Sunday, August 13, 2006

Donnie Darko Deconstructed

So I finally saw the film. Seems to make everyone's top ten, twenty, pick your number, greatest films of all time. Also seems everyone who's seen it recommends it highly, while everyone who hasn't seen it has no clue it even exists. I was formerly one of the ignorants, but cumulative praise via word of mouth finally sent me on a mission to Blockbuster.

As anyone who takes a gander at my favorite film list will immediately see, I've got a special place in my heart for Post-Modern films...not to mention music, art, and almost everything else in that stream... So this film did not fail to delight and excite--even if I happen to disagree with it fundamentally.

Donnie Darko is, basically, mysticism or romanticism for the Existentialist. I guess this was too much for the U.S. audience, so they had to market it as a horror teen flick. But in a way, horror and teen are also what it's all about. The protagonist is a young man suffering from what one philosopher called "angst" but which is better termed existential despair--something Post-Modern youth (like myself many moons ago) really, really get--not just in terms of understanding, but in terms of individual existence. While the film is very good, what makes it top the charts or hit home is this ability to communicate at a fundamental level what defines so many in this era of the Western world. But that is also precisely a fundamental reason why this film is self-contradictory.

Donnie is the Post-Modern superhero. Unlike Superman, who stands for truth and justice and fights against those who twist things to error so that a happy ending is not perverted, Donnie stands for finding meaning in the chaos, for creating his own truth in a world without it, for being able to face the unhappy ending with a smile because of the journey to that end. The road of Existentialism--either in the philosophy books or in this film--is a non-rational personal experience that gives hope and meaning to face a reality that is too much to bear and that would ultimately be better off destroyed (either in reality or outside it).

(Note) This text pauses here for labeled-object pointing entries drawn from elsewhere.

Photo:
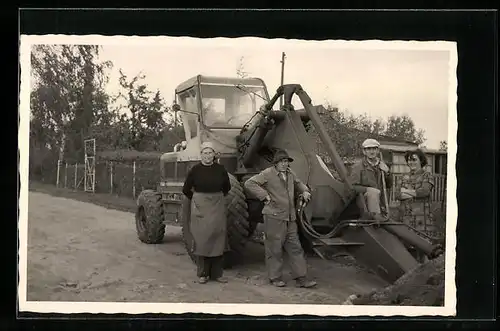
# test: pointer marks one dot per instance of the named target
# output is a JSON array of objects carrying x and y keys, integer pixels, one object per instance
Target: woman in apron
[
  {"x": 415, "y": 192},
  {"x": 206, "y": 185}
]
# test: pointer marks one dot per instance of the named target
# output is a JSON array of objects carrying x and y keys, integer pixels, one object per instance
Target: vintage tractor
[{"x": 237, "y": 116}]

Like Sam Lowry in the Gilliam edit of Brazil, Donnie destroys the world by going insane--at least, that is how to describe it from outside the Post-Modern world-view. In the world-view of this film and many living in the world today, Donnie has not lost hold of reality, he has conquered it in the only way available to him until the end. He has saved himself and become the Existential savior. That is what makes him a comedic character instead of a tragic one. And it is also something that can inspire and give non-rational hope and meaning to other Existentialists who, living a self-contradictory existence anyway, will not mind defining themselves by the same token--in fact will glory in it.

1 Comments:

Anonymous Anonymous said...

"The road of Existentialism--either in the philosophy books or in this film--is a non-rational personal experience that gives hope and meaning to face a reality that is too much to bear and that would ultimately be better off destroyed (either in reality or outside it)."

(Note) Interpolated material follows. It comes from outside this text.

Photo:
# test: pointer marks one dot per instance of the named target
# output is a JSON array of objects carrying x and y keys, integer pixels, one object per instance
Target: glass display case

This view limits the philosophical scope of Donnie Darko. The first time I saw it (when it first came out), it was clear to me that the character of Donnie possessed a thinking which payed great attention to the role of God in the story's unfolding events. The plot itself is very similar to that of the Last Temptation of Christ except that, in Donnie Darko, events in the alternative reality are generally not quite as idyllic. Both realities are a lot to bear from Donnie: one involves his own death; the other involves the death of two people.

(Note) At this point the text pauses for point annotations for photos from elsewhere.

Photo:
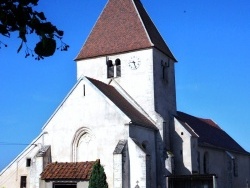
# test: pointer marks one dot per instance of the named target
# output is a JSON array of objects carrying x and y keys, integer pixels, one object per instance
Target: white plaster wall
[
  {"x": 137, "y": 83},
  {"x": 117, "y": 170},
  {"x": 137, "y": 165},
  {"x": 182, "y": 150},
  {"x": 147, "y": 137},
  {"x": 93, "y": 111},
  {"x": 11, "y": 175}
]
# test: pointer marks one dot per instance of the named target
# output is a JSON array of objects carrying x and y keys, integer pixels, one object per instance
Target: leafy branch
[{"x": 19, "y": 16}]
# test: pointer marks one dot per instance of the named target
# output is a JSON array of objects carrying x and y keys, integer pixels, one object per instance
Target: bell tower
[{"x": 125, "y": 46}]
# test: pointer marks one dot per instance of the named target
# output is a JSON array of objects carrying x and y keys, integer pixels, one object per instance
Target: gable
[
  {"x": 123, "y": 26},
  {"x": 210, "y": 134}
]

The plot can be interpreted as functioning in such a way that Donnie's choice is only practically available to him (and the man dressed as a rabbit only appears to him) through supernatural (or preternatural) agency, which Donnie identifies in the film as God. Donnie's choice to accept the reality which entails his death gives no more "hope" to any existentialist than any other non-Gospel film which has a plot turning on self-sacrifice for the good of others, but if you believe in God, then Donnie's choice fits into a universe whose rules are governed by God, despite the existence of pain, and Donnie states the following in the film.

"I hope that when the world comes to an end, I can breathe a sigh of relief, because there will be so much to look forward to." This is not an expression existentialist angst or despair but an expression of hope in existence beyond the subjective world, and certainly not a wish for this or the next world to come to an end.